Granted, it would be clearer for a review process if this source code was not even present but I think this means we are not actually submitting any MS-PL licensed content and thus the original submission can be approved by Debian maintainers without any changes to the file in question.
If I leave the file in the package, FTP-masters would certainly reject it anyway as they did this time. So I'll drop it, and patch the code to work without it since that wouldn't change the resulting binary on .Net >= 2, which is the case on Debian. Then I can ask my sponsor for a new submission.
Just for information, I had to perform some rearrangement of the code you ship. Typically:
- add the source code of your two other repos (because all binaries shipped by Debian must be built from sources only)
- delete some files that don't have a DFSG-compatible license
- delete all binaries (they are forbidden in the source package).
If I leave the file in the package, FTP-masters would certainly reject it anyway as they did this time. So I'll drop it, and patch the code to work without it since that wouldn't change the resulting binary on .Net >= 2, which is the case on Debian. Then I can ask my sponsor for a new submission.
Sounds good. I think this is the best chance of getting it sorted before the deadline.
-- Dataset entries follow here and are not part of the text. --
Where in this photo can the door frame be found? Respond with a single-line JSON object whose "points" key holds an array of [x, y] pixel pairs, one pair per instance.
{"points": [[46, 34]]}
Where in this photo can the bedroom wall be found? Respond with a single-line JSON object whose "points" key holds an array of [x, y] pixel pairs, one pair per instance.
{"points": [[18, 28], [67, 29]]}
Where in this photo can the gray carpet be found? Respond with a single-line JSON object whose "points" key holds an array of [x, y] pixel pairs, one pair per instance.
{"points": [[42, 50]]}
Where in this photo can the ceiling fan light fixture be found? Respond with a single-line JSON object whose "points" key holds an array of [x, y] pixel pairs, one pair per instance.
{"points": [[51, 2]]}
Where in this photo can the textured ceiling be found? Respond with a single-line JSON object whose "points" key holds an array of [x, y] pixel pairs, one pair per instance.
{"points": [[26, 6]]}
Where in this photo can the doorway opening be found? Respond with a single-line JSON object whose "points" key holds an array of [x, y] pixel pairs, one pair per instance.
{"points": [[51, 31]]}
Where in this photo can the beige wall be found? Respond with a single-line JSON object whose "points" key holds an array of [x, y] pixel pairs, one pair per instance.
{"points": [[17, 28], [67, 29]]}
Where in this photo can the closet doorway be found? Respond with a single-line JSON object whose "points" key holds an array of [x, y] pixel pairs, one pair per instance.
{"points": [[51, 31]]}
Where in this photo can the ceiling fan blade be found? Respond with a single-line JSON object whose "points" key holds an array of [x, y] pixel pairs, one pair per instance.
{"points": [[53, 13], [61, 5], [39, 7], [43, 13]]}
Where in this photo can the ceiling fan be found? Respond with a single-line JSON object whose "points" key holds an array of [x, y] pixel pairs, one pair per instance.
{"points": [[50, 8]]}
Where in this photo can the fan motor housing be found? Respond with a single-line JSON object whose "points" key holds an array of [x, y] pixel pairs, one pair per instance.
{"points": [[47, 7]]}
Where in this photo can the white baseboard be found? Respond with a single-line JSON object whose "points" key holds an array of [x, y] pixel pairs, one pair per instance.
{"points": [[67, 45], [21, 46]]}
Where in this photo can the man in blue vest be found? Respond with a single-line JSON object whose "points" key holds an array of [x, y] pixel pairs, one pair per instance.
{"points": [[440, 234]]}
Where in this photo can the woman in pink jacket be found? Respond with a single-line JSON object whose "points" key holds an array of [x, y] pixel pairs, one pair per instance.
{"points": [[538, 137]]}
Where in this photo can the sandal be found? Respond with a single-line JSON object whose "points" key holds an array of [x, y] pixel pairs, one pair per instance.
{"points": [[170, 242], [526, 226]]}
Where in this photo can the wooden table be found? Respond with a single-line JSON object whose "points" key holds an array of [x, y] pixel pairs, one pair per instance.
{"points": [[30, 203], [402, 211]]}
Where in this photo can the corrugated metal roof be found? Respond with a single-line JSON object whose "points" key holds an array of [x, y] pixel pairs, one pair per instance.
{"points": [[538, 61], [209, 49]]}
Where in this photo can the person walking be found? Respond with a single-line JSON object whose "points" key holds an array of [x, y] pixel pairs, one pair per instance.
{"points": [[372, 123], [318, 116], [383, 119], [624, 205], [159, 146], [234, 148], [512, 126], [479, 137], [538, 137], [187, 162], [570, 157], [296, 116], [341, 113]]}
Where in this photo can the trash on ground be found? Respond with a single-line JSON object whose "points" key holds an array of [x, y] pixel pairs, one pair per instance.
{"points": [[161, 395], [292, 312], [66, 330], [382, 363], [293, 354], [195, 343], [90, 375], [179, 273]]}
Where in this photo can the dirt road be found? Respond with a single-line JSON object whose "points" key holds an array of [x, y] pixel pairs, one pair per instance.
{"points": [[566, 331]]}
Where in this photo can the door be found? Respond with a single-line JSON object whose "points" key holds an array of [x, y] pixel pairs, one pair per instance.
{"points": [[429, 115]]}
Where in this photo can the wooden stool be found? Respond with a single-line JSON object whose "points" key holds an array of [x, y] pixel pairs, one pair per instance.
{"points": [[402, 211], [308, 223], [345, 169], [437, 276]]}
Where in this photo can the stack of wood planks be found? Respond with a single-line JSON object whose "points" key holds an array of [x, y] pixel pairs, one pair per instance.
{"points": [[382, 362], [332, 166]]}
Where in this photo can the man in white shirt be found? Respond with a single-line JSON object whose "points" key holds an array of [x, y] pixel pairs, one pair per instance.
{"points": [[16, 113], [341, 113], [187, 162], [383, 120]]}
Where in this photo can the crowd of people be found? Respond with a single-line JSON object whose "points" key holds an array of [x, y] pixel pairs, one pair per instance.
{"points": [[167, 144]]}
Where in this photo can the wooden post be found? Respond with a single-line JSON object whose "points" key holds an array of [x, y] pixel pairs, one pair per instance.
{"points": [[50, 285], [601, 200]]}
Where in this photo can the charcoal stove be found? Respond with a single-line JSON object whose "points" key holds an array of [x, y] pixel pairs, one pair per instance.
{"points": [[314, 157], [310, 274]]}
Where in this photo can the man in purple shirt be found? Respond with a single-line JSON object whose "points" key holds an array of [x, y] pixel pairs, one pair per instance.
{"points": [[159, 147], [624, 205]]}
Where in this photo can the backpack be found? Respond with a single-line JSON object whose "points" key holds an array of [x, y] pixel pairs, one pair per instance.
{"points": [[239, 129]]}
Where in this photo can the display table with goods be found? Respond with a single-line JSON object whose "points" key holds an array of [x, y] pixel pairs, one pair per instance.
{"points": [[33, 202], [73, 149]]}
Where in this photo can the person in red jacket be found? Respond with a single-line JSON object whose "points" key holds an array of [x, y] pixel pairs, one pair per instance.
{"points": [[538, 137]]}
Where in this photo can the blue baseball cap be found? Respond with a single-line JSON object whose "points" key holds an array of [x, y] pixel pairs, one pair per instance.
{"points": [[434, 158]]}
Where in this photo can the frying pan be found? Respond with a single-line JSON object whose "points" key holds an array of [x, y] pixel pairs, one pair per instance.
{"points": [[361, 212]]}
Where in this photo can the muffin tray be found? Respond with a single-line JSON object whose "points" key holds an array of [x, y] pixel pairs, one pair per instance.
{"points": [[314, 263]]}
Afterwards, we can look at incorporating the change into this main repo (along with any other feasible adjustments to make your Debian-specific adjustments easier in future).
Doesn't this mean that if you distribute the binary (like you do in a PGLX, or like Debian would do as a .dll) it has to have a license compatible with MS-PL, which is not the case of GPL? Even though the compiler doesn't use the piece of code?
As far as I'm concerned, we never "distribute" this - the source code is present in the project but the compiler never compiles it and thus it never makes it into a binary and is thus never distributed within the PLGX file (the conditional compilation excludes it from the binary entirely rather than just checking for ".NET 2" at runtime). I'm not familiar enough with Debian package distribution system to know whether what they require you to do for submission would lead to distribution of the source code from MS-PL perspective, but I expect that getting clarity on that sort of legal detail is going to be unlikely by tomorrow! In any case, since we can eventually just remove the code from our project entirely, the answer would become academic if your patching approach succeeds.
Thanks for the details about the process that you provided earlier. I'll keep my fingers crossed that the patch deleting the code in question can get approved in time.
I think that given that the file and project is on a public repo it is considered as distributing the source code. I would say Debian distributes the source and the binaries related to those sources, since they can be downloaded from the Debian Archive by anyone.
Eventually it was too late to enter Debian trixie (due in a few months). But it will automatically be part of the next release of Ubuntu Questing which is due in 2025-10.